We are currently in the Islamic holy month of Ramadan 2013 in which Muslims abstain from food, drink and sexual relations between the break of dawn and sunset. This year in the UK the period of fasting is around 18 to 19 hours and Muslims in other parts of the world, such as Scandinavia, fast for even longer. Many, Muslims and non-Muslims alike, will be asking why do this? Why avoid fulfilling the desires which are a fundamental part of our make up as humans?
To answer this question, I will firstly go to the Quran, which Muslims believe is the word of God. In the second chapter, He says:
"O you who believe! Observing the fast is prescribed for you as it was prescribed for those before you that you may become God-conscious." - (Qur'an 2:183).'
This verse explains that Ramadan is a month of training and a time for increasing a Muslim's closeness to God. As well as fasting, Muslims are also strongly encouraged to pay extra attention to their actions. Using bad language and talking badly of people are not permitted at anytime especially during Ramadan. More time is spent in prayer, most notably in the Teraweeh prayers after the normal night (Isha) prayer; reading and reciting the Quran and giving generously towards charity.
Throughout their lives, Muslims believe that everything they do, good and bad, is recorded and presented back to them as part of their individual accountability in the Hereafter. Ramadan is a time when the reward for each good deed is multiplied, encouraging Muslims to be on their best behaviour; striving to do good and better their character during the month.
At this point you may be thinking what has fasting got to do with becoming a pious person? I read a great article which explored the benefits of fasting. It discussed that urges for food, drink and sexual relations are some of the most pleasurable desires to fulfil yet at the same time can also cause great harm, in this life and in the Hereafter. Many of us will have heard about the increasing numbers of people who are obese in the UK and the detrimental impact this has on health. Serious illness and even deaths result from people eating too much. Promiscuity also brings its health risks along with the damage to relationships, families and ultimately wider society.

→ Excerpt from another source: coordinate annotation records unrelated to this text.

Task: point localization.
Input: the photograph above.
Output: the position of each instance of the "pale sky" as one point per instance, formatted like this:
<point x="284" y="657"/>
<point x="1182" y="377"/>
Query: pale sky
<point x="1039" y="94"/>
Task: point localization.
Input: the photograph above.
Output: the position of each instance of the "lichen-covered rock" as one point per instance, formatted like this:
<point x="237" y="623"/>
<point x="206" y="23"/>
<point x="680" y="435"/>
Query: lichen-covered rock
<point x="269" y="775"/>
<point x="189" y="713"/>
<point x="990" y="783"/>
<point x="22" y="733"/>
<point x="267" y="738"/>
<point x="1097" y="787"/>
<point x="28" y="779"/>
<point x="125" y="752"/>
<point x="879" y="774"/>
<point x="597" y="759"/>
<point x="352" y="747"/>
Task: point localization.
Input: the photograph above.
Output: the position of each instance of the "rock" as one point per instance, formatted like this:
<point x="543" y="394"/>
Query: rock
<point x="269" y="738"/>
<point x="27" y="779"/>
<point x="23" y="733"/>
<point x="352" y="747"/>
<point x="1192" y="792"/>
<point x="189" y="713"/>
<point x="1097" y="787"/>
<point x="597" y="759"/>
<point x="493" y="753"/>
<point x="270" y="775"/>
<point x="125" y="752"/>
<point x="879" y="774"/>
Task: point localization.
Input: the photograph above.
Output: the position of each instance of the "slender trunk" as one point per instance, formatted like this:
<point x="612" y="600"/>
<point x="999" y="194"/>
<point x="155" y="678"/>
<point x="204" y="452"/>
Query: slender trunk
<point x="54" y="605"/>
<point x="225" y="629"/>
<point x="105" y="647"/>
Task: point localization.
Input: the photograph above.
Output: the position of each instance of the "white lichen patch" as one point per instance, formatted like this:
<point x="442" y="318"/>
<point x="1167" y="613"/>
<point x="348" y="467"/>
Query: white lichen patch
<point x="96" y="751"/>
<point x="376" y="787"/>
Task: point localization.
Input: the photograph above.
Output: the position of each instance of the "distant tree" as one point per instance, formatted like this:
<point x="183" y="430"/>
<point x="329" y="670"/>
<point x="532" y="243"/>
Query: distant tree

The goal is not to ignore these desires completely as Islam does allow us to fulfil them. However it is important to regulate them and ensure they are fulfilled appropriately and in a way that benefits us as individuals and as a society. Fasting helps us learn to control these desires and pay closer attention to our purpose and submit only to God.
As we come towards the end of this month it is important for Muslims to remain focused on the purpose of Ramadan. It is a time of training any progress made in self-development should be carried forward. Fasting doesn’t have to end when Ramadan is over; it can continue throughout the year, something which is encouraged twice a week on Mondays and Thursdays, as practiced by the Prophet Muhammad (peace be upon him). We should continue to recite and study the Quran and not allow it to gather dust and continue to observe our behaviour throughout the year.
I hope that your Ramadan has been beneficial so far and that we can all make the most of the final days, God willing.